Polen will sich mit einer 200 Kilometer langen Mauer aus Stahl von Belarus abschotten. Der neue Eiserne Vorhang soll Ende Juni fertig sein. Er bedroht eines der letzten großen Naturparadiese Europas. Vor allem Luchs und Wisent, die dort leben.
Wisente leben im Urwald von Biaowieza und wandern zwischen Polen und Belarus hin und her.

Uralte dunkle Wälder, ausgedehnte Wiesen, Moore und viel Ruhe: Die Grenzregion zwischen Polen und Belarus ist ein Naturparadies. Das Hinterland des Flüsschens Bug, das Biebrza-Tal und die Wälder auf beiden Seiten der Grenze gehören zu den bedeutendsten verbliebenen Naturparadiesen in Europa.

In dieser Idylle lebt Adam Wajrak. Seine Nachbarn sind Wölfe, Wisente und Schreiadler. Doch wo eigentlich das Rauschen aus dem Blätterwald uralter Eichen, Erlen und Birken den Ton bestimmt, donnern seit Wochen Lastwagen über Waldwege und lärmen Baumaschinen: Inmitten der Wildnis wird an einer Mauer gebaut.

Auf Beschluss der nationalkonservativen Regierung in Warschau ziehen Bauarbeiter seit Ende Januar 2022 im Eiltempo entlang der Grenze zu Belarus einen neuen Eisernen Vorhang zwischen der Europäischen Union (EU) und seinem östlichen Nachbarn. Der Ukraine-Krieg bestärkte die Regierung in ihrem Entschluss. Anfang Juni gab der Grenzschutz die Fertigstellung der Mauer auf bereits 125 Kilometern bekannt. Die Arbeiten am Rest des Mauerverlaufs seien weit fortgeschritten, hieß es. Bis Ende Juni 2022 soll auf rund 200 Kilometer Länge die fünfeinhalb Meter hohe Grenzmauer aus Stahl mitten durch den Wald entstehen.

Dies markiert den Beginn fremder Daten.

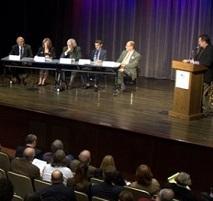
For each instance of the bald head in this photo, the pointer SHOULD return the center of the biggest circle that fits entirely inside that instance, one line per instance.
(29, 153)
(85, 156)
(56, 177)
(166, 194)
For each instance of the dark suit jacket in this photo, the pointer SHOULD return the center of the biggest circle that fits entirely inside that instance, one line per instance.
(205, 57)
(42, 54)
(27, 50)
(75, 54)
(24, 167)
(133, 64)
(57, 192)
(102, 55)
(106, 191)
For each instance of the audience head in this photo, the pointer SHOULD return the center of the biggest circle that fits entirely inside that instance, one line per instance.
(144, 175)
(108, 160)
(98, 44)
(204, 40)
(85, 157)
(47, 43)
(59, 158)
(71, 43)
(6, 189)
(29, 154)
(31, 140)
(130, 45)
(126, 196)
(56, 145)
(81, 172)
(56, 177)
(109, 174)
(20, 41)
(165, 194)
(183, 179)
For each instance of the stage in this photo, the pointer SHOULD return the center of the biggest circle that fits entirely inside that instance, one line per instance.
(133, 126)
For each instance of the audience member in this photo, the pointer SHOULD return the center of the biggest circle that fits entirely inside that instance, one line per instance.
(30, 141)
(57, 191)
(80, 181)
(107, 161)
(181, 187)
(58, 163)
(85, 158)
(24, 164)
(145, 180)
(106, 189)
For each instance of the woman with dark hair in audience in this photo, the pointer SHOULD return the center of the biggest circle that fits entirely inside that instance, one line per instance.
(145, 180)
(47, 50)
(181, 187)
(80, 181)
(108, 161)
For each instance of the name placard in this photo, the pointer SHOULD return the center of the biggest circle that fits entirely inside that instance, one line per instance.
(14, 57)
(111, 64)
(84, 61)
(65, 61)
(182, 79)
(39, 59)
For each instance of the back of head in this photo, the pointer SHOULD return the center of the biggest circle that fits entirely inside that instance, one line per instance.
(31, 139)
(57, 177)
(85, 156)
(144, 175)
(108, 160)
(29, 154)
(59, 158)
(183, 178)
(6, 189)
(166, 195)
(126, 196)
(109, 174)
(56, 145)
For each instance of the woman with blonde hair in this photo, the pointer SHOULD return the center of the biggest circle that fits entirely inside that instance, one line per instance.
(47, 50)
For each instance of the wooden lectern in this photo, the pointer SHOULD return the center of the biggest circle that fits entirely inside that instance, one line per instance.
(187, 101)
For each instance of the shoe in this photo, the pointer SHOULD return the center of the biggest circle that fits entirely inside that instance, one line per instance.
(116, 92)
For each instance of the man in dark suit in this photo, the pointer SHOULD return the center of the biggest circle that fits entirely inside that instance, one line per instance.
(57, 191)
(24, 165)
(97, 56)
(129, 60)
(205, 57)
(23, 50)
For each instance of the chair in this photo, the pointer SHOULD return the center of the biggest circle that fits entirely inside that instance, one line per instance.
(17, 198)
(39, 184)
(22, 184)
(3, 173)
(81, 196)
(138, 193)
(94, 198)
(4, 162)
(94, 180)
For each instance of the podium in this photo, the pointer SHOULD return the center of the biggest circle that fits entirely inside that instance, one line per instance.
(187, 100)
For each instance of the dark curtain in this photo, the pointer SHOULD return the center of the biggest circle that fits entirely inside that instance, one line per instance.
(162, 29)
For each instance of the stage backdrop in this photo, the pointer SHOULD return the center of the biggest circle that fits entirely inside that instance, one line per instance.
(162, 29)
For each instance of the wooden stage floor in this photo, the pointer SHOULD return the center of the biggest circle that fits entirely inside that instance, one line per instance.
(143, 109)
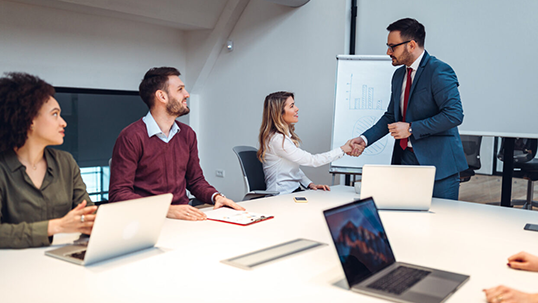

Anwohner wie Wajrak und Naturschützende fürchten um eine der letzten großen Wildnisgebiete Europas. Die neue Grenzmauer versperrt nicht nur Menschen den Weg nach Westen. Sie zerschneidet wertvolle Lebensräume und bedroht damit das ökologische Gleichgewicht in der bedeutsamen Naturregion: »Luchse, Elche, Wisente – alle überqueren permanent die Grenze«, sagt Wajrak aus eigener Anschauung. Wegen der Luchse ist er besonders besorgt: »Ich fürchte, die Mauer wird die hiesige Population zum Aussterben bringen.«

Jeder dritte Wisent der Erde lebt in der Nähe der neuen Mauer

Mit dieser Meinung steht Wajrak nicht allein. In einem Brief haben sich führende Wissenschaftlerinnen und Wissenschaftler aus Polen an EU-Kommissionspräsidentin Ursula von der Leyen gewandt. »Mit dem Bau der Mauer wird eine Barriere mit verheerenden Folgen geschaffen, die zu einer dauerhaften Unterbrechung der Verbindung der ökologischen Korridore auf nationaler und europäischer Ebene führt«, warnen führende Expertinnen und Experten des Landes aus allen Disziplinen der Naturwissenschaft. Die ständige Präsenz von Menschen zu Überwachung und Wartung der Anlage würden eines der allerletzten wirklichen Wildnisgebiete des Kontinents massiv entwerten, lauten weitere Bedenken.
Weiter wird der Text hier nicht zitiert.